Nora hendak membuka mulut ingin mengambil pekerjaan Aldrich tapi bibirnya kembali terkatup rapat saat Aldrich malah sudah mendapatkan apa yang ia inginkan.
"Pergilah," singkat Aldrich membalikkan badan. Tanpa malu pria itu menggagalkan handuk yang melilit di pinggangnya.
Mata Nora melebar, dengan cepat wanita itu berlari keluar kamar bahkan melupakan rasa sakit yang menyerang miliknya di bawah sana.

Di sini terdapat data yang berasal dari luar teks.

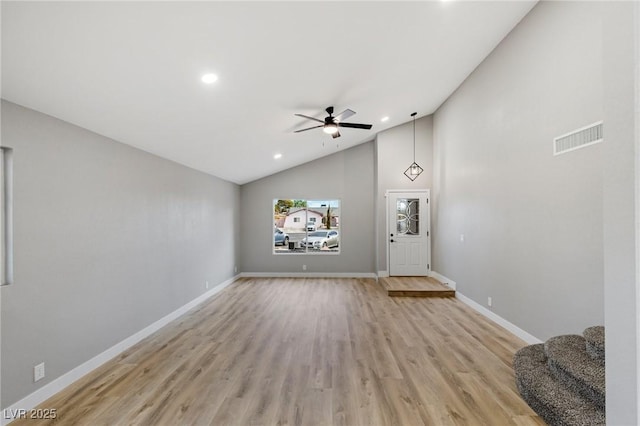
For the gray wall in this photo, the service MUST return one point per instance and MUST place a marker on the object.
(620, 159)
(108, 239)
(346, 175)
(394, 153)
(532, 222)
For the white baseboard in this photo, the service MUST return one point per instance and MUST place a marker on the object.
(308, 275)
(444, 280)
(50, 389)
(532, 340)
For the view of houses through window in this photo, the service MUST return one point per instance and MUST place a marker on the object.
(306, 226)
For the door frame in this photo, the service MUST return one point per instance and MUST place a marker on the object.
(427, 193)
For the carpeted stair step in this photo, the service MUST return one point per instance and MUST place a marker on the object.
(553, 400)
(570, 363)
(594, 337)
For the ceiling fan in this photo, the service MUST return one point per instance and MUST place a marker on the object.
(330, 124)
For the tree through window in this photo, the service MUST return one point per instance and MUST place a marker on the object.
(306, 226)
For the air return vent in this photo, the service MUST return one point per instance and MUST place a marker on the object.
(577, 139)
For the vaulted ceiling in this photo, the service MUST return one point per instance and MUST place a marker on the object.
(132, 71)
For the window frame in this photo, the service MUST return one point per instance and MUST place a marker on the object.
(309, 205)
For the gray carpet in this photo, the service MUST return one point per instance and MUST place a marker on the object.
(562, 381)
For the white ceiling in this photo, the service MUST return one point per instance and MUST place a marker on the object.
(131, 71)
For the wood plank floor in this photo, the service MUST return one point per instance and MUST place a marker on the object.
(308, 352)
(416, 287)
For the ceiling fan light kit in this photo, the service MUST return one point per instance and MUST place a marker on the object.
(331, 124)
(414, 170)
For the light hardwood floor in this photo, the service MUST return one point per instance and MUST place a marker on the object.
(307, 352)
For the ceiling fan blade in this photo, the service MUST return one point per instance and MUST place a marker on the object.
(344, 114)
(355, 125)
(308, 128)
(310, 118)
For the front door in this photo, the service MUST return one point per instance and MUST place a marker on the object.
(409, 240)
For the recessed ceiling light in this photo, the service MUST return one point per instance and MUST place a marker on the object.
(209, 78)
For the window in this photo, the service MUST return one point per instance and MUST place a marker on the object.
(306, 226)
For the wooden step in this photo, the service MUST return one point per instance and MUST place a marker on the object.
(416, 287)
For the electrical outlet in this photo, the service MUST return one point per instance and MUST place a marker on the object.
(38, 372)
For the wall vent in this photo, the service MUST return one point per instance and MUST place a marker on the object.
(580, 138)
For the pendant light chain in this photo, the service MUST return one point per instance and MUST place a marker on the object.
(414, 169)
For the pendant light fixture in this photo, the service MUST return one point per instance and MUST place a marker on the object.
(414, 169)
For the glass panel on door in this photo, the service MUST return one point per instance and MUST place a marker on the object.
(408, 216)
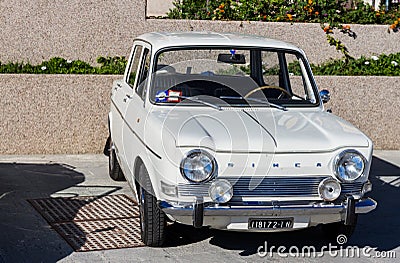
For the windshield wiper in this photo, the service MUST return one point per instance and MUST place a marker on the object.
(195, 99)
(273, 105)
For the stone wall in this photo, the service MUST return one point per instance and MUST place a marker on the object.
(34, 30)
(52, 114)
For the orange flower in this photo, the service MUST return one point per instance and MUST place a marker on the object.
(346, 27)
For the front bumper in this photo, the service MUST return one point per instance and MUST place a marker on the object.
(227, 217)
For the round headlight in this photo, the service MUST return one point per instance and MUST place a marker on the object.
(349, 165)
(198, 166)
(329, 189)
(221, 191)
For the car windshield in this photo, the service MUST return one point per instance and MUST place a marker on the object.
(231, 76)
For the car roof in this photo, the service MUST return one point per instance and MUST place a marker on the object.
(160, 40)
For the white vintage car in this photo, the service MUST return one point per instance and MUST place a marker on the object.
(229, 131)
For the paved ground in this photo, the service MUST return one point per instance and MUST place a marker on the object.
(26, 237)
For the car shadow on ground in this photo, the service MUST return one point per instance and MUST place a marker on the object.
(377, 229)
(25, 234)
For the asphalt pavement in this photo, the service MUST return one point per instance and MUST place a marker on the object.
(26, 237)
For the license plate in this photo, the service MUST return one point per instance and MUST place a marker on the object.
(265, 223)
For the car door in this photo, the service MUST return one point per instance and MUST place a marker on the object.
(132, 138)
(121, 93)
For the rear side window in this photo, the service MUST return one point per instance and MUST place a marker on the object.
(134, 66)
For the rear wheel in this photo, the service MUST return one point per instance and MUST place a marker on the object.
(152, 218)
(114, 170)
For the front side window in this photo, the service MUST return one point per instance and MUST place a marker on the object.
(134, 66)
(232, 76)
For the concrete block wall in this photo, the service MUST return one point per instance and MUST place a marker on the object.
(68, 113)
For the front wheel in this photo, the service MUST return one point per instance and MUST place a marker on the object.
(152, 218)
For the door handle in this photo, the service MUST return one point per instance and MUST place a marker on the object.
(127, 97)
(118, 86)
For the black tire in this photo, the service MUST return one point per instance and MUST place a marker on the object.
(114, 170)
(152, 219)
(333, 230)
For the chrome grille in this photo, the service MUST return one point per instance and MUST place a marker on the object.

"Lusia." Nora menanggil dan segera menutup pintu kamar Aldrich untuk menjaga pandangan Lusia yang kini berbalik.
"Ya, Nyonya?" balasnya sopan dengan senyum yang masih menghiasi bibir.
Nora mengulurkan tangan kanannya yang memegang sprei.
"Letakkan di tempat pakaian kotor." Lusia meraih sprei tersebut dan mengangguk.
"Dan kembali pasangkan sprei baru di kamar Aldrich."
"Baik Nyonya." Lusia mengangguk lagi sedangkan Nora menatap wanita yang seumuran dengannya dengan tatapan tak suka.
"Jangan memanggilku seperti itu. Aku tidak terlalu tua," kilahnya jujur.
"Panggil saja Nora, oke?"
"Tapi Nyo--" Lusia dengan terpaksa menghentikan perkataannya saat Nora malah berlalu pergi dari sana tanpa mengucapkan sepatah katapun.
Kekehan geli keluar dari bibir Lusia saat mengamati langkah Nora yang berjalan dengan tertatih-tatih dan sedikit mengakang.
Hem, sepertinya ia tau apa yang terjadi kemarin malam.